Further, as shown in fig. 7, step S600 of the present application further includes:
step S610: according to the magnitude of the importance parameters, weight distribution is carried out to obtain a plurality of weight values;
step S620: and respectively carrying out weighted calculation on the training scores in the training score sets by adopting the weight values to obtain the primary score values.
Specifically, weight distribution is performed on a plurality of training score sets according to the magnitude of a plurality of importance parameters, the weight distribution is higher as the importance parameters are larger, the weight distribution can be performed through a hierarchical analysis method, the importance of each evaluation index of a target user is compared in pairs according to the data of a plurality of indexes in a muscle strength data set, a judgment matrix is built by utilizing the existing pair comparison matrix scale table in the hierarchical analysis method, further, consistency test is performed on the judgment matrix according to a consistency proportion, and a calculation formula of the consistency proportion is as follows:
λmax is the maximum eigenvalue of the judgment matrix, and n is the number of evaluation indexes;
RI represents an average random uniformity index, which is known by looking up a table.
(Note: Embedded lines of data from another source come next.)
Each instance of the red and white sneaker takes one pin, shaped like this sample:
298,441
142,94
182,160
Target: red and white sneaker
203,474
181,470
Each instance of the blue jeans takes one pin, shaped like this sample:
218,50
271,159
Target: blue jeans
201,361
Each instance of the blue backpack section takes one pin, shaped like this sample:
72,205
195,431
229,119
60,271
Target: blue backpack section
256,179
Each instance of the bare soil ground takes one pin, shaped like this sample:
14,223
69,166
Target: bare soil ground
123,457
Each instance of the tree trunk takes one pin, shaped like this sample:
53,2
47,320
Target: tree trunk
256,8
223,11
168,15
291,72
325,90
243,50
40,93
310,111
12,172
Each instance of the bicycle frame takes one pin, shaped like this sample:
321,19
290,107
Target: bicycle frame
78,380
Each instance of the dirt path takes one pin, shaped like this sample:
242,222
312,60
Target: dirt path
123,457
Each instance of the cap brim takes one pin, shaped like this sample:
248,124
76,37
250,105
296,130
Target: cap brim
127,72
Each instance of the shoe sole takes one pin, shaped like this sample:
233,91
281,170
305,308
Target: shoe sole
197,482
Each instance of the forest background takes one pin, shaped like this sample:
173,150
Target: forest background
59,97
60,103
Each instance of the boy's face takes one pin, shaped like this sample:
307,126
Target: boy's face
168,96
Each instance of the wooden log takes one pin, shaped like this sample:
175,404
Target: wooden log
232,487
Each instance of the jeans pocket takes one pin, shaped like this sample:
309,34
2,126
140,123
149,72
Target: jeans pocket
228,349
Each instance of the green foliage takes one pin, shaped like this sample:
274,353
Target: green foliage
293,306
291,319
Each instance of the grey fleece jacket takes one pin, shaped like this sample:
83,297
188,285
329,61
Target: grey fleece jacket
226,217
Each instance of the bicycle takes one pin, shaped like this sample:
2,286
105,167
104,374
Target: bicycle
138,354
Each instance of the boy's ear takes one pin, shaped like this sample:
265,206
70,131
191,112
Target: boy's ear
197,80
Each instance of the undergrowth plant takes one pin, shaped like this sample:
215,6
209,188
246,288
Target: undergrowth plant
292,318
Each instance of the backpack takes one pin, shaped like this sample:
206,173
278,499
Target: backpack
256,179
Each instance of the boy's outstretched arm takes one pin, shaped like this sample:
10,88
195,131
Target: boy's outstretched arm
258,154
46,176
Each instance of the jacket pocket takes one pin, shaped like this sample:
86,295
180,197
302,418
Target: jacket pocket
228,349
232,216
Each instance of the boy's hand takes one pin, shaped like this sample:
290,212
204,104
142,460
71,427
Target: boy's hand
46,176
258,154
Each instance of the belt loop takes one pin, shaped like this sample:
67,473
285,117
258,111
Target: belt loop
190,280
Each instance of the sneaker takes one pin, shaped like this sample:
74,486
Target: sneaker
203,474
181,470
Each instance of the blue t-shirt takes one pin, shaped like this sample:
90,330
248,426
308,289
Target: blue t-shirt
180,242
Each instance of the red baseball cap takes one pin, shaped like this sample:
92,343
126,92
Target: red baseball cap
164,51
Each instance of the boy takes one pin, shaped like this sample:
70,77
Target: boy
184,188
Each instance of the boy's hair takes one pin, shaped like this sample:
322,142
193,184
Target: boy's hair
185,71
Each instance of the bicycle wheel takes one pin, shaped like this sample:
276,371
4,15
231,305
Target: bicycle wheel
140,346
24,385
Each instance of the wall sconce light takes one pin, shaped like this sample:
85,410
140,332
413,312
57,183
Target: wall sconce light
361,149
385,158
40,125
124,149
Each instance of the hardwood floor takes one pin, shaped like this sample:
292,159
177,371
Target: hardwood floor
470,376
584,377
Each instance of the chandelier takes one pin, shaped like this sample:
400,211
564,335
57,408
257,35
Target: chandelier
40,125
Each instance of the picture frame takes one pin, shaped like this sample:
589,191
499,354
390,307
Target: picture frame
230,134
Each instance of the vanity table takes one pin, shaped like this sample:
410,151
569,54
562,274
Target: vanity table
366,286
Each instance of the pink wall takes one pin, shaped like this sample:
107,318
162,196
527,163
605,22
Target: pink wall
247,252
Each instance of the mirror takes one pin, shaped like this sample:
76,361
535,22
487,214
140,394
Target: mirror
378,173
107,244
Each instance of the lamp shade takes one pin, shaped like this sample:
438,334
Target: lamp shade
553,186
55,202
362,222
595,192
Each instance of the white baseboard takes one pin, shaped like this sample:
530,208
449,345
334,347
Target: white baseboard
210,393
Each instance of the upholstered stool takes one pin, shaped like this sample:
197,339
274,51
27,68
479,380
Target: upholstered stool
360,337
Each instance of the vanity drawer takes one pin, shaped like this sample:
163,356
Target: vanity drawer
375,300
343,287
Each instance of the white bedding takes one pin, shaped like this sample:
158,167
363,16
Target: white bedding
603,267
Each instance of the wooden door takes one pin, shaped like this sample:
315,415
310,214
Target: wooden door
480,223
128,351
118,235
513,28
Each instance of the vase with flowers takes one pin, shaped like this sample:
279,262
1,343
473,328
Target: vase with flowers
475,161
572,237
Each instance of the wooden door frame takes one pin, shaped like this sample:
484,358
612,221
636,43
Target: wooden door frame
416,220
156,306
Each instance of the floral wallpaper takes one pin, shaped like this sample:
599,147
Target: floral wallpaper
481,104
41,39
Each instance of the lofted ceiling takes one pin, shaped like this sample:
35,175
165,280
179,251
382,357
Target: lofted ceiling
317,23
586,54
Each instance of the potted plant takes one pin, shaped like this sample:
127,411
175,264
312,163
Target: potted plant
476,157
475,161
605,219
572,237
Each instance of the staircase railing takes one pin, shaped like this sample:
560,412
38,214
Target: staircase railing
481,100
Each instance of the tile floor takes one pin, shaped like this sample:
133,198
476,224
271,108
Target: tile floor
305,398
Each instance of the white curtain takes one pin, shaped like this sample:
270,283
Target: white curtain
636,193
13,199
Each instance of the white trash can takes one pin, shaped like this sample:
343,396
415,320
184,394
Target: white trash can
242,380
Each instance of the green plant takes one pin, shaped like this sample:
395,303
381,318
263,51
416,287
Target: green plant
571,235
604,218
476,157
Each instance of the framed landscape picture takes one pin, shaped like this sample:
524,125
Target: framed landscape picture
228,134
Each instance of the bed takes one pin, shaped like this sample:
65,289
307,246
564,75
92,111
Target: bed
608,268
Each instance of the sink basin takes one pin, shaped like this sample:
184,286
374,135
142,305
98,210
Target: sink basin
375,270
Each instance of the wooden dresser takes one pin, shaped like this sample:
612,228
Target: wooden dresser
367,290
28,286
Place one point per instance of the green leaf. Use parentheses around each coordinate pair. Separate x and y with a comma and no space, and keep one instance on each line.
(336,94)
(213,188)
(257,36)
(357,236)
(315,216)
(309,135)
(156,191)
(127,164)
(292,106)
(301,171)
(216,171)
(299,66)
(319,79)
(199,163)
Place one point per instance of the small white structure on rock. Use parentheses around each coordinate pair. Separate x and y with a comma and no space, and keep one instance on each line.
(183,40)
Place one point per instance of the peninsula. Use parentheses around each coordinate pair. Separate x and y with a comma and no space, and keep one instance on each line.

When the consistency ratio is smaller than 0.1, the consistency of the judgment matrix is considered acceptable, the next step is executed, otherwise, the judgment matrix is corrected, the judgment matrix weight is calculated through a normalization algorithm and is used as the evaluation index weight of the training branches corresponding to the training indexes in the training score sets, and then the weighted arithmetic average value corresponding to the training score sets is calculated according to the weighted arithmetic average operator formula according to the evaluation index weights. The specific calculation formula of the weighted arithmetic mean is as follows:
WA w =A a *u 1 +A b *u 2 +A c *u 3 +A d *u 4 +A e *u 5 +A f *u 6 +A g *
u 7 +A h *u 8 +A i *u 9 +A j *u 10 +A k *u 11 +A l *u 12
WB w =B a *u 1 +B b *u 2 +B c *u 3 +B d *u 4 +B e *u 5 +B f *u 6 +B g *
u 7 +B h *u 8 +B i *u 9 +B j *u 10 +B k *u 11 +B l *u 12
WC w =C a *u 1 +C b *u 2 +C c *u 3 +C d *u 4 +C e *u 5 +C f *u 6 +C g *u 7 +
C h *u 8 +C i *u 9 +C j *u 10 +C k *u 11 +C l *u 12
WD w =D a *u 1 +D b *u 2 +D c *u 3 +D d *u 4 +D e *u 5 +D f *u 6 +D g *
u 7 +D h *u 8 +D i *u 9 +D j *u 10 +D k *u 11 +D l *u 12
WE w =E a *u 1 +E b *u 2 +E c *u 3 +E d *u 4 +E e *u 5 +E f *u 6 +E g *
u 7 +E h *u 8 +E i *u 9 +E j *u 10 +E k *u 11 +E l *u 12
Wherein A, B, C, D, E respectively represent a primary spinal rehabilitation regimen;
u 1 、u 2 、u 3 、u 4 、u 5 、u 6 、u 7 、u 8 、u 9 、u 10 、u 11 、u 12 and after the weight distribution of the importance parameters, the weight values of the training indexes and the test indexes are represented.
WAw, WBw, WCw, WDw, WEw represents a weighted arithmetic mean for each of the primary spinal rehabilitation protocols.
a, b, c, d, e, f, g, h, i, j, k, l represent training scores for training protocols of a plurality of training indicators corresponding to a plurality of test indicators within each of the initially selected spinal rehabilitation protocols.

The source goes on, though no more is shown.